Another martyr, Colonel Quadrat Elahi Rahman Shafique’s son, advocate Saquib Rahman saw his father for the last time on February 21, 2009, when his father went to the Brac University hostel in Savar to meet him.

Shafique had joined the BDR as sector commander in Dinajpur just 10 days earlier. Saquib Rahman told Dhaka Tribune: “It was not just a mutiny, it was murder.”

Saquib remembers telling his father that the BDR uniform did not quite fit him as he was used to seeing Col Shafique in army uniform. In reply, Col Shafique told him: “Give it a few days. You will like it.”

The gunman with Col Shafique shook hands with Saquib that day but little did he know that this man was plotting his father’s murder.  Saquib's mother was at a cooking program on a TV channel when she heard that there had been a mutiny and many officers had been killed.  

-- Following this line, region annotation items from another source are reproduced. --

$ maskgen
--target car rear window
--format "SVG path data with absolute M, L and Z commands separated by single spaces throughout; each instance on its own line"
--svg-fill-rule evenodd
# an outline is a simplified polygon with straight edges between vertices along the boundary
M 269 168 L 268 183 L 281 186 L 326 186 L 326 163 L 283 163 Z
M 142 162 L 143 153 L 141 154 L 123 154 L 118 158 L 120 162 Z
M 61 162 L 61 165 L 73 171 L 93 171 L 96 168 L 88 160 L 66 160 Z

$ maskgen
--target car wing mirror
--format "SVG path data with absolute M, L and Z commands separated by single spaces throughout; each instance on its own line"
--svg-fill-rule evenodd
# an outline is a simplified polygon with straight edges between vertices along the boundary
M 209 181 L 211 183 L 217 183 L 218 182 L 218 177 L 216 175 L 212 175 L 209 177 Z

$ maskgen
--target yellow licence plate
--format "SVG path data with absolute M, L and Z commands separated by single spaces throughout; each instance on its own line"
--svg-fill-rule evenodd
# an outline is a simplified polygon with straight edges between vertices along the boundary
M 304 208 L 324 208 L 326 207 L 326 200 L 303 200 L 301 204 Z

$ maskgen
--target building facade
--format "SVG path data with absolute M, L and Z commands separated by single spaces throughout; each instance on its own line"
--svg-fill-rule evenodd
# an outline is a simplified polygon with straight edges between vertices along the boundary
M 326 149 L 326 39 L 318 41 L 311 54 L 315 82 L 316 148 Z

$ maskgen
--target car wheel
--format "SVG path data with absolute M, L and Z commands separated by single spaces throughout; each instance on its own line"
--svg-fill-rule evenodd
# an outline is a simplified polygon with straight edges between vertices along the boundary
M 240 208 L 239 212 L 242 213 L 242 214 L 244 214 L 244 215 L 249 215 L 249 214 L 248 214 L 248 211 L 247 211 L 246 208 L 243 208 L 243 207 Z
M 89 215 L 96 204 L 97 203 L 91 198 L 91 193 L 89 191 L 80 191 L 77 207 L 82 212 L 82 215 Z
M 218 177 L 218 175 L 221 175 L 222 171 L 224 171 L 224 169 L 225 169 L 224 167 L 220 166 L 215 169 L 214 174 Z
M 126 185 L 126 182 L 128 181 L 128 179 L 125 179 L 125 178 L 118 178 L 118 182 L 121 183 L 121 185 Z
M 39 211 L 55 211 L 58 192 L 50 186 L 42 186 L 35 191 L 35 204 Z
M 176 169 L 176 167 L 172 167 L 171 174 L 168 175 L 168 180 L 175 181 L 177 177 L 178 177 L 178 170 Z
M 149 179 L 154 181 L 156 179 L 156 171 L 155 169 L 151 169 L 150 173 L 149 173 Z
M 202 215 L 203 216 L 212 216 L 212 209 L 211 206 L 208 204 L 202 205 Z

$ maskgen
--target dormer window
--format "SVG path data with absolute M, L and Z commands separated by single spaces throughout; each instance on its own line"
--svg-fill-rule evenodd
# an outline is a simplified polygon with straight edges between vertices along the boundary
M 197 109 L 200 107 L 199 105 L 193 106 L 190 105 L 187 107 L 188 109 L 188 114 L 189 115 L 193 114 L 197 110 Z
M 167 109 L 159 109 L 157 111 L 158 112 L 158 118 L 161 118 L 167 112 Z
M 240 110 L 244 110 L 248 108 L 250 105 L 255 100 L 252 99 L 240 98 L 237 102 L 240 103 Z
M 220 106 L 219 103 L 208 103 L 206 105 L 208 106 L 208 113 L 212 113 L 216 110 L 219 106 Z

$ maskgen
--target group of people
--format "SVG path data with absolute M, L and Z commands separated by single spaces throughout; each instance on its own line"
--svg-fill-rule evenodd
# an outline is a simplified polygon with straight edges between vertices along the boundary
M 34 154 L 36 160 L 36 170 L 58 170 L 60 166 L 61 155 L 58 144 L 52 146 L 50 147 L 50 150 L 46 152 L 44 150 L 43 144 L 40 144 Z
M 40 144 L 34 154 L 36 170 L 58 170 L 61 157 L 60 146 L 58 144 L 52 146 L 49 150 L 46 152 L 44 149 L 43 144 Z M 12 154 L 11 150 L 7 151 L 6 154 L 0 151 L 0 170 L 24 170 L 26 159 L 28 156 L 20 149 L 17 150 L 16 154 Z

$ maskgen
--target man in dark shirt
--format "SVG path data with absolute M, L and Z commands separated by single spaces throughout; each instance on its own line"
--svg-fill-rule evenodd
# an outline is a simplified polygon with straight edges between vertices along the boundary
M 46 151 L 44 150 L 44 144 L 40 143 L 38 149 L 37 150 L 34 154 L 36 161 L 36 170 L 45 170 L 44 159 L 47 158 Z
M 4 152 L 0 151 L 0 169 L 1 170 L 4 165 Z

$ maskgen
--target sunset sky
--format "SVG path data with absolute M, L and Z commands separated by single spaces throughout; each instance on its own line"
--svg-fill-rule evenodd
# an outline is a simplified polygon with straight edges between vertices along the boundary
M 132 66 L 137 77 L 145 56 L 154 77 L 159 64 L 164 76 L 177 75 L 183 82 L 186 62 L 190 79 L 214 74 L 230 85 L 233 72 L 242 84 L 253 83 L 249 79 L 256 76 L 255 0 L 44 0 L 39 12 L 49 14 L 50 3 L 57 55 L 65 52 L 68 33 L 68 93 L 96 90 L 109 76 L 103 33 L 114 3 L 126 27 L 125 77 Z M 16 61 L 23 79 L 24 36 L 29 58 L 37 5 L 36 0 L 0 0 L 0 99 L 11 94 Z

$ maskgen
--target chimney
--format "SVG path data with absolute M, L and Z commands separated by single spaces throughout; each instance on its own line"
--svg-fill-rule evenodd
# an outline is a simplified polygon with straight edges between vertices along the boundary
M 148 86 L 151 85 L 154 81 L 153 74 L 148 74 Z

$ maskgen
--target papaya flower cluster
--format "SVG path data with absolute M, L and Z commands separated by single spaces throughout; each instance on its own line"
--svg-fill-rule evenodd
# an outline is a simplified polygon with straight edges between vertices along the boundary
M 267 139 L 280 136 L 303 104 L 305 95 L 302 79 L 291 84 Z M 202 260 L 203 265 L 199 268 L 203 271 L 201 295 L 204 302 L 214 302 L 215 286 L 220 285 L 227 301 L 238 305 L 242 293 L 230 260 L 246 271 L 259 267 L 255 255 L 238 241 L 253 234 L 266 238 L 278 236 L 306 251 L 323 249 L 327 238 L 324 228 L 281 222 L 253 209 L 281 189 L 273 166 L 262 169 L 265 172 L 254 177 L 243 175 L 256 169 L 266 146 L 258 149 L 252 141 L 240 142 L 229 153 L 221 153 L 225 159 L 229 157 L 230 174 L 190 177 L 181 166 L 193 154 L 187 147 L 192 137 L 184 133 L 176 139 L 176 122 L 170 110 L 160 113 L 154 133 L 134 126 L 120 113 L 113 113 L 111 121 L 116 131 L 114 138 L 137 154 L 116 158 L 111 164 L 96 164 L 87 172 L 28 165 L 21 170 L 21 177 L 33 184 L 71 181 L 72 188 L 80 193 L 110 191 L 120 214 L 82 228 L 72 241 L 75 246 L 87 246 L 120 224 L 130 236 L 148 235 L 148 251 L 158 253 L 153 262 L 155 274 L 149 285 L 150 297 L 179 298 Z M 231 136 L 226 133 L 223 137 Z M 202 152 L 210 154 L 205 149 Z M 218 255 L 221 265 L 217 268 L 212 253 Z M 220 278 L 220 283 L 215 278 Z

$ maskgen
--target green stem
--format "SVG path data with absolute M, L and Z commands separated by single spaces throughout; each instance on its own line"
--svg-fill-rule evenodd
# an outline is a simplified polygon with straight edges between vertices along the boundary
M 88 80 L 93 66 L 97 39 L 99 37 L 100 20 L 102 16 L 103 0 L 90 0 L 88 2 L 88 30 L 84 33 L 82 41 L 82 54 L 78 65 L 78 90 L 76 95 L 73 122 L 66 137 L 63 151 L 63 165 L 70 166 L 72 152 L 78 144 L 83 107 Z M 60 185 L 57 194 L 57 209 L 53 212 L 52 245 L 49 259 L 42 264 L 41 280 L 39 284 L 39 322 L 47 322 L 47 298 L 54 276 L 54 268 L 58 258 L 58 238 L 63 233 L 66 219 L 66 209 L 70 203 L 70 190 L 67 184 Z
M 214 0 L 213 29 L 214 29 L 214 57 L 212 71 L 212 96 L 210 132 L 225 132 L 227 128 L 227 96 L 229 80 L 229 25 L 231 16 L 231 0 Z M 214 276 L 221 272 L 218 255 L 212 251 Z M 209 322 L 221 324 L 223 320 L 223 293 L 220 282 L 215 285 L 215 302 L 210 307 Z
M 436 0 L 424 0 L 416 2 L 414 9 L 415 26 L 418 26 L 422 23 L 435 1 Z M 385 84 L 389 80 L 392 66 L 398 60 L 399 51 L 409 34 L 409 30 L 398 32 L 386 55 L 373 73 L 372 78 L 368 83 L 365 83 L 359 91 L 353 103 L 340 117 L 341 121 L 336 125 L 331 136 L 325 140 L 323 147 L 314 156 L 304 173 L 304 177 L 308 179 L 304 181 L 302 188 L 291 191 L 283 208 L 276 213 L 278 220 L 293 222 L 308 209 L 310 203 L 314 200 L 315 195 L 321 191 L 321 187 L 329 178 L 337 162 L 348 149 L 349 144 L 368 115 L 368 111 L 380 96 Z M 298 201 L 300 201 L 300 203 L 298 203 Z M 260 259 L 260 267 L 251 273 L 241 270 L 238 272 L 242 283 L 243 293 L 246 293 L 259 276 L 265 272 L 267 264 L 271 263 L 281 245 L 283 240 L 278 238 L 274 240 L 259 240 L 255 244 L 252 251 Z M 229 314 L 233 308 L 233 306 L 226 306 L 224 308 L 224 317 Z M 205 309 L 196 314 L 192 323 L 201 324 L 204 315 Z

"I did not know the fate of my father during the carnage. After seeing the dead body at CMH on February 27, I was convinced that my father was gone,” Saquib. The next 10 days were the longest 10 days of his life. He managed to continue his education with scholarships as his family was going through some financial hardship after his father’s death.

He said that it would be rewarding for the families if the government declared February 25 as Army Martyrs' Day.  Saquib told this correspondent that he thought the conspirators behind the mutiny were still in the shadows and therefore a judicial inquiry commission should be formed to bring out the truth.

On November 5, 2013, a trial court pronounced death sentences on 152 of the accused while another 423 were sentenced to different prison terms. On November 27, 2017, the High Court upheld the death sentence for 139 convicts. It also commuted the death sentence of eight convicts to life imprisonment and acquitted four others.

In January 2020, the High Court released the text of its 29,059-page verdict confirming the death penalty for 139 and upholding life imprisonment for 185 others over their involvement in the massacre. It also handed down rigorous imprisonment, ranging from one year to 14 years, to 256 people, mostly BDR soldiers. It acquitted the remaining 278, but the government later appealed against the acquittal of 69 of them.

To mark the anniversary, the near and dear ones of the deceased will attend prayers organised by the BGB at the BGB headquarters and other wings’ premises in Dhaka to pay homage to the martyrs today and tomorrow.